Into the Wild
Jon Krakauer
In April 1992 a young man from a well-to-do family hitchhiked to Alaska and
walked alone into the wilderness north of Mt. McKinley. His name was Christopher
Johnson McCandless. He had given $25,000 in savings to charity, abandoned his
car and most of his possessions, burned all the cash in his wallet, and invented
a new life for himself. Four months later, his decomposed body was found by a
moose hunter. How McCandless came to die is the unforgettable story of Into
the Wild.
Immediately after graduating from college in 1991,
McCandless had roamed through the West and Southwest on a vision quest like
those made by his heroes Jack London and John Muir. In the Mojave Desert he
abandoned his car, stripped it of its license plates, and burned all of
his cash. He would give himself a new name, Alexander Supertramp, and ,
unencumbered by money and belongings, he would be free to wallow in the raw,
unfiltered experiences that nature presented. Craving a blank spot on the map,
McCandless simply threw the maps away.
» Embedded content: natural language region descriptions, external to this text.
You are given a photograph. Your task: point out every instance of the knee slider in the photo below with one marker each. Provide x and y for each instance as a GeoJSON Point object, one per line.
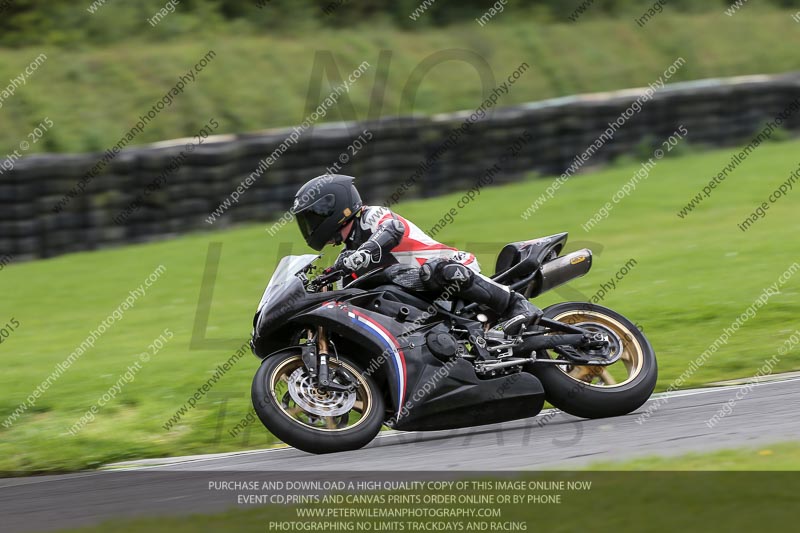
{"type": "Point", "coordinates": [441, 273]}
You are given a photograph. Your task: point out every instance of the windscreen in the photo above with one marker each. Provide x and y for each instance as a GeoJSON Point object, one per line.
{"type": "Point", "coordinates": [285, 272]}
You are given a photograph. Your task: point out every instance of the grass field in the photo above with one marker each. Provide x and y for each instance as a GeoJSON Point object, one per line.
{"type": "Point", "coordinates": [692, 278]}
{"type": "Point", "coordinates": [260, 82]}
{"type": "Point", "coordinates": [778, 457]}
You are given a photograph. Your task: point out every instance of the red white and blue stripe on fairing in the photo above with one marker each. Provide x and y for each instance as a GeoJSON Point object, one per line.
{"type": "Point", "coordinates": [387, 340]}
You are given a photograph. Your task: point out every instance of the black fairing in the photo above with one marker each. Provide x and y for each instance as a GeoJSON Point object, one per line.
{"type": "Point", "coordinates": [269, 324]}
{"type": "Point", "coordinates": [450, 395]}
{"type": "Point", "coordinates": [384, 330]}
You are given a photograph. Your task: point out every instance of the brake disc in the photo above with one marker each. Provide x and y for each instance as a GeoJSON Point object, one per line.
{"type": "Point", "coordinates": [318, 402]}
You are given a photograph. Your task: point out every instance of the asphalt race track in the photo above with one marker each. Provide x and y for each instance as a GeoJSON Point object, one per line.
{"type": "Point", "coordinates": [552, 440]}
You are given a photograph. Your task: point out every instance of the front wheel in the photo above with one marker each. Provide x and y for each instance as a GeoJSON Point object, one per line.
{"type": "Point", "coordinates": [600, 391]}
{"type": "Point", "coordinates": [289, 404]}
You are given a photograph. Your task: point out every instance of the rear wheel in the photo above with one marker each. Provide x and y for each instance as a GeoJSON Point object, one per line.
{"type": "Point", "coordinates": [317, 421]}
{"type": "Point", "coordinates": [600, 391]}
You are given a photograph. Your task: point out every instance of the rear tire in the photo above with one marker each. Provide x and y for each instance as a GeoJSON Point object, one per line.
{"type": "Point", "coordinates": [582, 391]}
{"type": "Point", "coordinates": [287, 419]}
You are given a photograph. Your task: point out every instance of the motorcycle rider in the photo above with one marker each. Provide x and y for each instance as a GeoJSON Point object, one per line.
{"type": "Point", "coordinates": [329, 210]}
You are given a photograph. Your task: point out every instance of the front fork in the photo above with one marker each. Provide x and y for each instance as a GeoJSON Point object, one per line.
{"type": "Point", "coordinates": [322, 357]}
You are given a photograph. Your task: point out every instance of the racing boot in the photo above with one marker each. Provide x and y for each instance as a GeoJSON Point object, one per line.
{"type": "Point", "coordinates": [513, 308]}
{"type": "Point", "coordinates": [456, 278]}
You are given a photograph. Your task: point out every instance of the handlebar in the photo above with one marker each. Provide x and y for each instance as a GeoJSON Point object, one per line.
{"type": "Point", "coordinates": [328, 276]}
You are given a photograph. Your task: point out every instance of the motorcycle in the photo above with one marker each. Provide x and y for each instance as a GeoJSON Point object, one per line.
{"type": "Point", "coordinates": [341, 361]}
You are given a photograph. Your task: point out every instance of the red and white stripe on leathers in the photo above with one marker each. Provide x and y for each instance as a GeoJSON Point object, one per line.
{"type": "Point", "coordinates": [415, 247]}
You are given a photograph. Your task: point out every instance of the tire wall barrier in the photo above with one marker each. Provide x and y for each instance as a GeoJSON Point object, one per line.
{"type": "Point", "coordinates": [719, 112]}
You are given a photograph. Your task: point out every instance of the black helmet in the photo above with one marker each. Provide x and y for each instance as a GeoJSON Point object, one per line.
{"type": "Point", "coordinates": [323, 205]}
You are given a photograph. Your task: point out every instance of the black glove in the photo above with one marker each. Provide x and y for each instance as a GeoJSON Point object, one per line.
{"type": "Point", "coordinates": [350, 261]}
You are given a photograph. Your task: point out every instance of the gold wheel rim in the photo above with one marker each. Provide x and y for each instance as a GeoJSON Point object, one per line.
{"type": "Point", "coordinates": [623, 371]}
{"type": "Point", "coordinates": [278, 387]}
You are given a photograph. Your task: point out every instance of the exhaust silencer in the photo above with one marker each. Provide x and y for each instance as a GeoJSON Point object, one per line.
{"type": "Point", "coordinates": [559, 271]}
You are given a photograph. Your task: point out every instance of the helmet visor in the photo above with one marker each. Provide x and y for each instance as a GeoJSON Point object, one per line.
{"type": "Point", "coordinates": [312, 217]}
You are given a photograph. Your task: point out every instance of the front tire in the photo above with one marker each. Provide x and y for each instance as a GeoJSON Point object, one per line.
{"type": "Point", "coordinates": [598, 392]}
{"type": "Point", "coordinates": [315, 421]}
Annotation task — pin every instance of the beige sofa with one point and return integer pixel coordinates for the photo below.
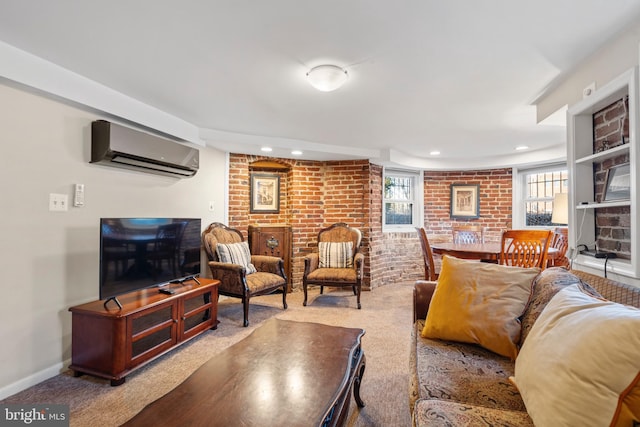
(457, 384)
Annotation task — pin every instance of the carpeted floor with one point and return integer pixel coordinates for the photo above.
(386, 316)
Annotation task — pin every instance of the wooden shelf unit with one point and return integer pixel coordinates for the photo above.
(259, 242)
(580, 161)
(109, 342)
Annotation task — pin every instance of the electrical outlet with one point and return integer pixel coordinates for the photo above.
(589, 90)
(58, 202)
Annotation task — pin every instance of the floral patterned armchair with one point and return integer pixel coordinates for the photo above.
(337, 262)
(241, 274)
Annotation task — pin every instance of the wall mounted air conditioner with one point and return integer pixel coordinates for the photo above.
(123, 147)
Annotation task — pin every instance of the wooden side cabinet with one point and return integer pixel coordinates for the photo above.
(110, 342)
(273, 240)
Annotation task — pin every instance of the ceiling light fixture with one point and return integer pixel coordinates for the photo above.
(327, 78)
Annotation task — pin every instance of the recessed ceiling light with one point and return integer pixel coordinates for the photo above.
(327, 78)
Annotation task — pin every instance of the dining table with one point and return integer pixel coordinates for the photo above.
(487, 252)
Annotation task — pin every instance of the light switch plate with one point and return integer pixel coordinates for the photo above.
(58, 202)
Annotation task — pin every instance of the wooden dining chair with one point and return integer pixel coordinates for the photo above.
(467, 233)
(427, 255)
(525, 248)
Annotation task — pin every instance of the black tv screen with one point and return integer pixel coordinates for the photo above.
(137, 253)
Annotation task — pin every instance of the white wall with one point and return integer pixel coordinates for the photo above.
(611, 60)
(49, 260)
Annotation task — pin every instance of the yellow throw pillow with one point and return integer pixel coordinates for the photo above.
(580, 364)
(479, 303)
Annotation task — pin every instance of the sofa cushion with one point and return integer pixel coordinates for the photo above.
(439, 413)
(461, 372)
(236, 253)
(335, 254)
(479, 303)
(580, 364)
(548, 283)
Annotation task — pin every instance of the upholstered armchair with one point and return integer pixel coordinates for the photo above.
(337, 262)
(241, 274)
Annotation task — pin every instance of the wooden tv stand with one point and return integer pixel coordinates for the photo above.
(110, 342)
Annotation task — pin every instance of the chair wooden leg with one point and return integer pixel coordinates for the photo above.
(284, 296)
(304, 288)
(245, 309)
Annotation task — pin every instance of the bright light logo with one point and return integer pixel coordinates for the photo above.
(34, 415)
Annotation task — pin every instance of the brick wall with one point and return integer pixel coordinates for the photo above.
(495, 201)
(313, 195)
(317, 194)
(613, 227)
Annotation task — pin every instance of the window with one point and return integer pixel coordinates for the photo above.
(402, 199)
(540, 185)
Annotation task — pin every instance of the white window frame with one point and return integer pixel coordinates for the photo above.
(519, 186)
(418, 200)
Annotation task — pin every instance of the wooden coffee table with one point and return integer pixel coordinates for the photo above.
(284, 373)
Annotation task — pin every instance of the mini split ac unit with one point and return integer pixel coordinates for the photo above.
(123, 147)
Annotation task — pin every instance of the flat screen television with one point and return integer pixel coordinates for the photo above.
(137, 253)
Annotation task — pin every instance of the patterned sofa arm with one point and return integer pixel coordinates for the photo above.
(311, 262)
(422, 294)
(269, 264)
(231, 276)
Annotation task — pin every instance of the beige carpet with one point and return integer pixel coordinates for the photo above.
(386, 316)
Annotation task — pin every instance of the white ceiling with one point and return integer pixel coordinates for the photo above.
(458, 76)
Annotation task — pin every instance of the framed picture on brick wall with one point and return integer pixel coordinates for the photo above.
(265, 193)
(618, 183)
(465, 201)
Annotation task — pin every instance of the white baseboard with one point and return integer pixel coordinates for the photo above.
(33, 379)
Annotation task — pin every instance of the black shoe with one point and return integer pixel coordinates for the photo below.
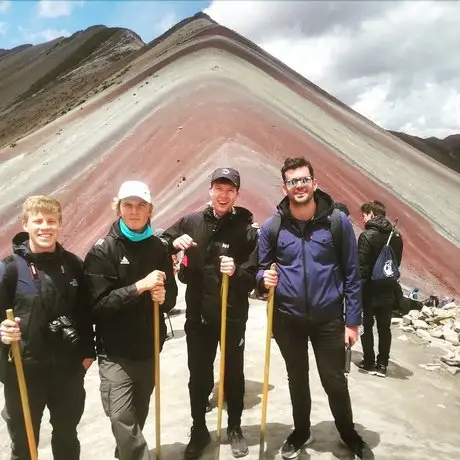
(199, 439)
(294, 444)
(237, 442)
(381, 370)
(357, 445)
(366, 366)
(209, 406)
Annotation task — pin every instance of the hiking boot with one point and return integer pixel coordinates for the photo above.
(209, 406)
(294, 444)
(381, 370)
(366, 366)
(357, 445)
(237, 442)
(199, 439)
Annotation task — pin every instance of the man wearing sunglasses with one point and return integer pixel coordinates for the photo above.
(312, 278)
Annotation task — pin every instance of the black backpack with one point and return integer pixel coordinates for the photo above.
(10, 276)
(335, 221)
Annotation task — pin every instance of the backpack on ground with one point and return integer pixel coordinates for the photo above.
(386, 266)
(335, 221)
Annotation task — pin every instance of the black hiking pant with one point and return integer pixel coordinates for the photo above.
(126, 388)
(328, 341)
(64, 395)
(202, 342)
(382, 316)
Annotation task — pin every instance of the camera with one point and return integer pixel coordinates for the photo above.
(62, 326)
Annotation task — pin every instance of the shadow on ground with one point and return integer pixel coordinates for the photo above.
(326, 439)
(395, 371)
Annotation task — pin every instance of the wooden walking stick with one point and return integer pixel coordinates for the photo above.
(156, 334)
(23, 393)
(268, 338)
(223, 340)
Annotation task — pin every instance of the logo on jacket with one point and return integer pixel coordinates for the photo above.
(388, 268)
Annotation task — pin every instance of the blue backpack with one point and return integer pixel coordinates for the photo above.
(386, 266)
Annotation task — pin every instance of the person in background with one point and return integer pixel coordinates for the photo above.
(125, 272)
(42, 283)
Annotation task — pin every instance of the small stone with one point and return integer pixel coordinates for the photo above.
(420, 324)
(442, 313)
(407, 320)
(451, 369)
(452, 337)
(430, 367)
(425, 335)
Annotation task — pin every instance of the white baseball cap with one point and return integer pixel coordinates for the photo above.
(135, 188)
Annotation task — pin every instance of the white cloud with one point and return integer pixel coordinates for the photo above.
(394, 62)
(56, 8)
(41, 36)
(165, 23)
(4, 5)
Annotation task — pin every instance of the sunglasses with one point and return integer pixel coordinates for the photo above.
(291, 183)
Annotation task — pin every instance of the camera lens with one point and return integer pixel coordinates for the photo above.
(70, 335)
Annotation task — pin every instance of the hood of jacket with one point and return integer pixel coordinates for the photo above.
(324, 206)
(379, 223)
(21, 247)
(238, 212)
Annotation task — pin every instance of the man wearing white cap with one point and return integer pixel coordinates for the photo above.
(221, 239)
(125, 271)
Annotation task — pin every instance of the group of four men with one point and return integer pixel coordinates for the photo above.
(57, 299)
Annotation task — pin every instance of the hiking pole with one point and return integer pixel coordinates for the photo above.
(268, 341)
(23, 393)
(156, 334)
(223, 340)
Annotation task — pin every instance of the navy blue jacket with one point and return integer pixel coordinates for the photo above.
(312, 280)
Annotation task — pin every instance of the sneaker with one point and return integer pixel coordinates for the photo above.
(357, 445)
(199, 439)
(294, 444)
(237, 442)
(366, 366)
(381, 370)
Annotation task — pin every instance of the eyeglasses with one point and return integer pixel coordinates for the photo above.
(291, 183)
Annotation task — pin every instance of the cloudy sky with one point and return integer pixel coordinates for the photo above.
(397, 63)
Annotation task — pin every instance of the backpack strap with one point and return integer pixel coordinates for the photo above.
(274, 230)
(10, 277)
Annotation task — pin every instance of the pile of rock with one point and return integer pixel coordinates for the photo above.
(441, 326)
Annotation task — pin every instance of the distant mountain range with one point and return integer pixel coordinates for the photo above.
(39, 83)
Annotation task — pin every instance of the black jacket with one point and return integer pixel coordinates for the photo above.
(370, 243)
(232, 235)
(56, 290)
(124, 319)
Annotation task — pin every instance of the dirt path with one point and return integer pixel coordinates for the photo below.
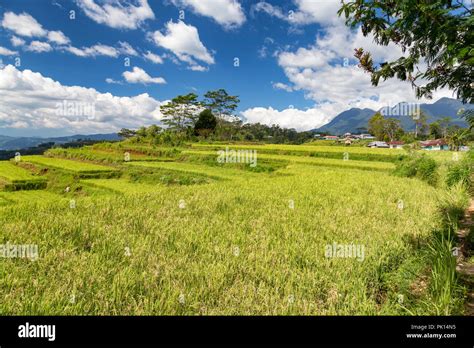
(465, 269)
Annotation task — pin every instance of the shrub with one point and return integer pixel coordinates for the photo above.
(451, 205)
(419, 166)
(459, 173)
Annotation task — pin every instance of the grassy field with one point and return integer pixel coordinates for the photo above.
(13, 177)
(68, 165)
(191, 237)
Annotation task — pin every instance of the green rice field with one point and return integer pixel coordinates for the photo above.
(190, 236)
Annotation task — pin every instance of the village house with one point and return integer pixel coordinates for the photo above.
(396, 144)
(378, 144)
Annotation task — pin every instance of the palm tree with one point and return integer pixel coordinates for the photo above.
(458, 139)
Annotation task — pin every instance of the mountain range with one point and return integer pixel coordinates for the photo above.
(18, 143)
(353, 120)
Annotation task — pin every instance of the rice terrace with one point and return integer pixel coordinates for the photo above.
(214, 171)
(298, 233)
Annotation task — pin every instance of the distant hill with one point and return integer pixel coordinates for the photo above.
(348, 121)
(18, 143)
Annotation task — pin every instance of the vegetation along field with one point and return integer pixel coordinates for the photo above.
(302, 230)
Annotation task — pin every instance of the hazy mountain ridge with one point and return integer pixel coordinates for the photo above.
(354, 118)
(17, 143)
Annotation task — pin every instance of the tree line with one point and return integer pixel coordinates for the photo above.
(186, 118)
(390, 129)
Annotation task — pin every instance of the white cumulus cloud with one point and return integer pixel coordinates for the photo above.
(30, 100)
(183, 40)
(117, 14)
(138, 75)
(38, 47)
(227, 13)
(6, 52)
(23, 24)
(154, 58)
(93, 51)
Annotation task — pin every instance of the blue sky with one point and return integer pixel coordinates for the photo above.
(295, 62)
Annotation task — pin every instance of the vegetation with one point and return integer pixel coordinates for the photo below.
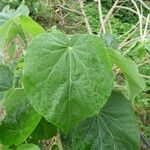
(74, 75)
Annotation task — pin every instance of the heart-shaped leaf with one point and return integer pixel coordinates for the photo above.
(67, 78)
(114, 128)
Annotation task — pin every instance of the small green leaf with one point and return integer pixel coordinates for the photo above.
(4, 30)
(110, 40)
(6, 80)
(44, 131)
(11, 50)
(67, 78)
(21, 119)
(135, 83)
(28, 147)
(22, 10)
(114, 128)
(29, 26)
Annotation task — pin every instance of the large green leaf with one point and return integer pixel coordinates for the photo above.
(6, 80)
(135, 83)
(67, 78)
(28, 147)
(21, 119)
(114, 128)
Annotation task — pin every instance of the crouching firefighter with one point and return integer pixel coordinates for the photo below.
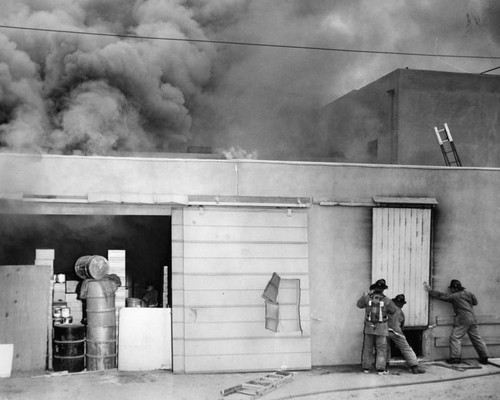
(377, 308)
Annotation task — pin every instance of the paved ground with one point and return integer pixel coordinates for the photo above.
(339, 383)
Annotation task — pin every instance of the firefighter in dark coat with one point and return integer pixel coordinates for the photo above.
(396, 335)
(465, 321)
(377, 308)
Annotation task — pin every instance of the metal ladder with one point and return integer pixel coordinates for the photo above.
(256, 388)
(447, 146)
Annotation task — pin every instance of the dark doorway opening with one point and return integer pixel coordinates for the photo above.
(145, 239)
(414, 339)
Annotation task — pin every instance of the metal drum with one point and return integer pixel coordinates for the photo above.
(92, 267)
(101, 328)
(69, 348)
(135, 302)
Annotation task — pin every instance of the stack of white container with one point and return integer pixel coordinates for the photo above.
(116, 260)
(74, 304)
(165, 286)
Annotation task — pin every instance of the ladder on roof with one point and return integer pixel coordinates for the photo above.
(447, 146)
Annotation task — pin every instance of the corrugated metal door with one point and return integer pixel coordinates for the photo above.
(401, 256)
(223, 259)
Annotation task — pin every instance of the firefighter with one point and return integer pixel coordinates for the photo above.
(465, 321)
(396, 322)
(377, 308)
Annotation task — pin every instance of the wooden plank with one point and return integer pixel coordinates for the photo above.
(266, 266)
(234, 282)
(245, 250)
(271, 345)
(238, 314)
(247, 217)
(199, 233)
(406, 200)
(229, 256)
(229, 298)
(242, 362)
(178, 364)
(23, 314)
(445, 341)
(232, 330)
(481, 319)
(401, 254)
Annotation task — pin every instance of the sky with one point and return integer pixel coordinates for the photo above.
(69, 93)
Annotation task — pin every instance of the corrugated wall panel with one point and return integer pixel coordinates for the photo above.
(228, 257)
(401, 255)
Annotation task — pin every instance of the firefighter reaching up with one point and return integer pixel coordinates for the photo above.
(377, 308)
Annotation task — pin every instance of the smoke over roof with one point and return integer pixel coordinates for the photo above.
(68, 93)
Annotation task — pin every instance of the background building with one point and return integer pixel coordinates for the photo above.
(392, 120)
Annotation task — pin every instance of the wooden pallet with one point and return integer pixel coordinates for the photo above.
(256, 388)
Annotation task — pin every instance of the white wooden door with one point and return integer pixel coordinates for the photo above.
(401, 256)
(223, 259)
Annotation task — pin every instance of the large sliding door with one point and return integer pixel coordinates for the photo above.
(223, 258)
(401, 255)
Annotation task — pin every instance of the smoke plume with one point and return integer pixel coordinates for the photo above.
(85, 94)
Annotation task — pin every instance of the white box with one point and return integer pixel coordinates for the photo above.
(45, 254)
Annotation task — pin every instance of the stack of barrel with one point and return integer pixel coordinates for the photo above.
(69, 347)
(98, 293)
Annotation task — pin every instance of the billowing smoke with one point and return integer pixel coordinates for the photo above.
(75, 93)
(68, 93)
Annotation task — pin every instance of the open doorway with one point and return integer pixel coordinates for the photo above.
(145, 239)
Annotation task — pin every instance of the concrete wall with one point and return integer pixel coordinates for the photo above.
(465, 229)
(422, 100)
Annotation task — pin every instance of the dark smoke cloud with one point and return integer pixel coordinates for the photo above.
(98, 95)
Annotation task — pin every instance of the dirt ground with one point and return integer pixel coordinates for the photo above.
(322, 383)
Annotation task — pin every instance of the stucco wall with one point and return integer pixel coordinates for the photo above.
(465, 225)
(468, 103)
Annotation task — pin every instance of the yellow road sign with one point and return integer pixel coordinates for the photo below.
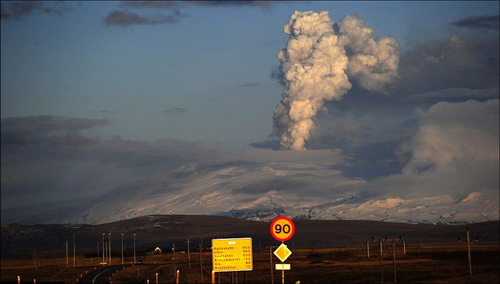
(282, 228)
(282, 252)
(232, 254)
(283, 266)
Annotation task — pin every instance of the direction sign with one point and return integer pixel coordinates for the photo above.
(282, 252)
(232, 254)
(283, 266)
(282, 228)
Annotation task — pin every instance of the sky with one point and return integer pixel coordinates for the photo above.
(95, 94)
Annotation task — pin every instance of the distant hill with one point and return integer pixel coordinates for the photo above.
(260, 192)
(164, 230)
Leaving behind his desperate parents and
sister, he vanished into the wild.
Jon Krakauer constructs a clarifying
prism through which he reassembles the disquieting facts of McCandless's short
life. Admitting an interst that borders on obsession, he searches for the clues
to the dries and desires that propelled McCandless. Digging deeply, he takes an
inherently compelling mystery and unravels the larger riddles it holds: the
profound pull of the American wilderness on our imagination; the allure of
high-risk activities to young men of a certain cast of mind; the complex,
charged bond between fathers and sons.
When McCandless's innocent
mistakes turn out to be irreversible and fatal, he becomes the stuff of tabloid
headlines and is dismissed for his naiveté, pretensions, and hubris. He is
said to have had a death wish but wanting to die is a very different thing from
being compelled to look over the edge. Krakauer brings McCandless's
uncompromising pilgrimage out of the shadows, and the peril, adversity , and
renunciation sought by this enigmatic young man are illuminated with a rare
understanding--and not an ounce of sentimentality. Mesmerizing, heartbreaking,
Into the Wild is a tour de force. The power and luminosity of Jon
Krakauer's stoytelling blaze through every page.